Abortion is seen as a large cause of this problem. Life-Site News reports that there are 1,022 abortions in Russia for every 1,000 live births. By comparison, in the UK in 2011, there were approximately 262 abortions for every 1,000 live births.

Duma MP Elena Mizulina said at a recent celebration of the 400th anniversary of the Romanov dynasty, "The problems of abortion prevention and the shift in public opinion towards abortion are currently very urgent. Although the number of abortions in Russia is falling, it still exceeds five million every year.

"Humanity will probably understand one day that as we ban nuclear weapons to prevent the death of Mother Earth, so should we ban the technology destroying the natural environment and natural childbirth, the natural way of human reproduction."

Last October, the Russian Orthodox Church described abortions and surrogacy as "mutiny against God".

MP Anton Belyakov, from the Just Russia party, and the main author of the 2011 bill that limited abortion to 12 weeks, was quoted on Life-Site News in 2011 as saying that 90 per cent of abortions in Russia are done for "social" rather than medical reasons.

Putin's responses to this demographic crisis have revolved around the praising of traditional values, and citing the Russian Orthodox Church as a moral guide. Policy implementations have included:
• A provision of 2.57 million roubles for the birth of every child (approximately £5,500).
• Banning all abortion providers from describing abortion as a "safe medical procedure".
• Requiring doctors to explain the infertility risks and potential health problems before performing an abortion.
• A ban on the adoption of children from the US.
• The foundation of a national day of fertility.

His initial 2003 limitations on abortion were the first Russia had seen in more than 50 years.

Other measures currently under discussion to solve Russia's declining population include:
• A monthly 2000 rouble (£42) subsidy for all mothers
• Banning coverage for abortions as part of any health insurance scheme
• Parental consent for abortions for the under 17s
• Extending the required waiting period for an abortion to a week
• Laws preventing a married woman from getting an abortion without her husband's consent

There has also been a large scale effort by the government to spread the cultural norm of a three child Russian family, however recent publicity around this has caused some national embarrassment.

The Russian newspaper Moskovskiya Vedemosti recently published a story on their website about the ban on US adoptions by Russian parents, and included what was believed to be a stock picture of a traditional Orthodox Russian family.
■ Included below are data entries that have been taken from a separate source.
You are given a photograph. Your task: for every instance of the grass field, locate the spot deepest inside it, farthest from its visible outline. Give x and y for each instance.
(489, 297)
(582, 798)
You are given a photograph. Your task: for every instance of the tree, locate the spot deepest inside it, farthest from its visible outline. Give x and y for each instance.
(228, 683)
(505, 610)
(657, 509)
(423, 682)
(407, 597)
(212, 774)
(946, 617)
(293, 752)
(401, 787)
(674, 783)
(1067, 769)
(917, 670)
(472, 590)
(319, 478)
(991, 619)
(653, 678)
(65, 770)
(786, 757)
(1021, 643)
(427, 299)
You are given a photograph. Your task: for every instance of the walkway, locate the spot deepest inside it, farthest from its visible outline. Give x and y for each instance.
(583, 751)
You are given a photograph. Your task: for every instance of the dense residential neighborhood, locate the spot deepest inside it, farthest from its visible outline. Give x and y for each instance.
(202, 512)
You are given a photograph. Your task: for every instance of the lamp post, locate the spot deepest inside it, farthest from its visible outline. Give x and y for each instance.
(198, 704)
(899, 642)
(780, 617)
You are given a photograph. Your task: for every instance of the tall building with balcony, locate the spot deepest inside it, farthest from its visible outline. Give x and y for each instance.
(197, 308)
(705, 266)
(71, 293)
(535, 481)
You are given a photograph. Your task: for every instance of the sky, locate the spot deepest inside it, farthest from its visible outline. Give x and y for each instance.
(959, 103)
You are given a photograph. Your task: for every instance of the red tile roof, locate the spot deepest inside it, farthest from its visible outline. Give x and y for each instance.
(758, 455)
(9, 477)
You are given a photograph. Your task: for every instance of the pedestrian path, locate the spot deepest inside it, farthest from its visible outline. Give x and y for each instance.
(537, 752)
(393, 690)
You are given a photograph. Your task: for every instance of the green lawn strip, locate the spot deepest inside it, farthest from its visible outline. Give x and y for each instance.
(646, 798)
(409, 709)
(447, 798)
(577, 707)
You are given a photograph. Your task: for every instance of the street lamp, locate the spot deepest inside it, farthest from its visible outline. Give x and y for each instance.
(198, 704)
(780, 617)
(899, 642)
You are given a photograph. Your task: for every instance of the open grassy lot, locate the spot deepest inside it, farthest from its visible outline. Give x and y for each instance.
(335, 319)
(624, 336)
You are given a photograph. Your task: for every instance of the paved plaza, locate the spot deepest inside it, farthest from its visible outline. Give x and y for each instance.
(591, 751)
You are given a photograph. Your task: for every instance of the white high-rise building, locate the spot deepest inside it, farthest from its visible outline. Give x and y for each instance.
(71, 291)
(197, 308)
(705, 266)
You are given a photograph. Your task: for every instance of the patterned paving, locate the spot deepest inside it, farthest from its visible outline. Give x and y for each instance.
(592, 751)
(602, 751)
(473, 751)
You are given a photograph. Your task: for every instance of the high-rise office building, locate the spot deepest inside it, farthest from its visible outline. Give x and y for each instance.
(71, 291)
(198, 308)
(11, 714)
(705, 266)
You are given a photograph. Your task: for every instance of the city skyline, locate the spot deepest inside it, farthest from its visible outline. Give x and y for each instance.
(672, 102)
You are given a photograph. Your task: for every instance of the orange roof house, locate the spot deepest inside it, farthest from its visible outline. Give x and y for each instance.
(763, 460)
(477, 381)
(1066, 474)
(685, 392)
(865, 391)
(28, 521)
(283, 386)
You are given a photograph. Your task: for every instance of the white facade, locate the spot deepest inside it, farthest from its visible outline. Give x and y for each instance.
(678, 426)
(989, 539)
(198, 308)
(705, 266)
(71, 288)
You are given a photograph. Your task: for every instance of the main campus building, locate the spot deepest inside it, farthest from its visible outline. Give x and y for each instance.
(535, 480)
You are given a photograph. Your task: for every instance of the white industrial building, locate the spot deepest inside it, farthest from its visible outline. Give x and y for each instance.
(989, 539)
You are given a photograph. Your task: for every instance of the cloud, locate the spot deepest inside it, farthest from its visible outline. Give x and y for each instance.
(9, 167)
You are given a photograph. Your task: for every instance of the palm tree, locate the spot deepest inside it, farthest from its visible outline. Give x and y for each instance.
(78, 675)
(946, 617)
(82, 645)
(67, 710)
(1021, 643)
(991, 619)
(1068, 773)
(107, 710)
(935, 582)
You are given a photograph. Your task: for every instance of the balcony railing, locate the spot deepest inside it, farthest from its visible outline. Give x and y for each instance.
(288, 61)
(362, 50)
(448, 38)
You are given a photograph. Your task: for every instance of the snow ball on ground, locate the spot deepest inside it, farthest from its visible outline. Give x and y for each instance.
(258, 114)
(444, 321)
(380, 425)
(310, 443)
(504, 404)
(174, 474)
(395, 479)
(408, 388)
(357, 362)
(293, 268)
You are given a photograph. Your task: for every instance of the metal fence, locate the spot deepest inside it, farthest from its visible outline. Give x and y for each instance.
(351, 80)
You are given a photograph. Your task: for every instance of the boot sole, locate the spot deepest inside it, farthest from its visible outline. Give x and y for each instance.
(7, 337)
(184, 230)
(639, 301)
The picture was in fact of Andriy Sadovyy, the Catholic mayor of the Ukrainian city of Lviv and his family.

Russia has an interesting history in relation to abortion. When it was legalised under Lenin in 1920, making Russia one of the first countries to do so, there were no limitations on it. Abortions could be had theoretically right up until labour. By 1934 women in Moscow were having three abortions per live birth.

In response to what was perceived as the danger of a vanishing population, Stalin banned abortion in 1936. In 1955 Khrushchev re-legalised abortion, again with no restrictions, leading to a peak in abortions in 1965 of 8.2 million per year.

In 1970, there were approximately 3,000 full-time abortion doctors were performing 7.2 million abortions per year. By the 1980s, citizens of the USSR comprised 5 to 6 per cent of the world's population but performed 25 per cent of the world's abortions.

In February 2003 the Washington Post reported that 13% of Russian couples were infertile. In nearly three quarters of those cases, infertility was attributed to the woman as a result of complications arising from either one or more than one abortions.

President Putin has previously pledged that 1.5 trillion roubles (£27.516 billion) will be invested in "demography projects," to improve the average life expectancy and to boost the birth rate by 25 to 30 percent over three years.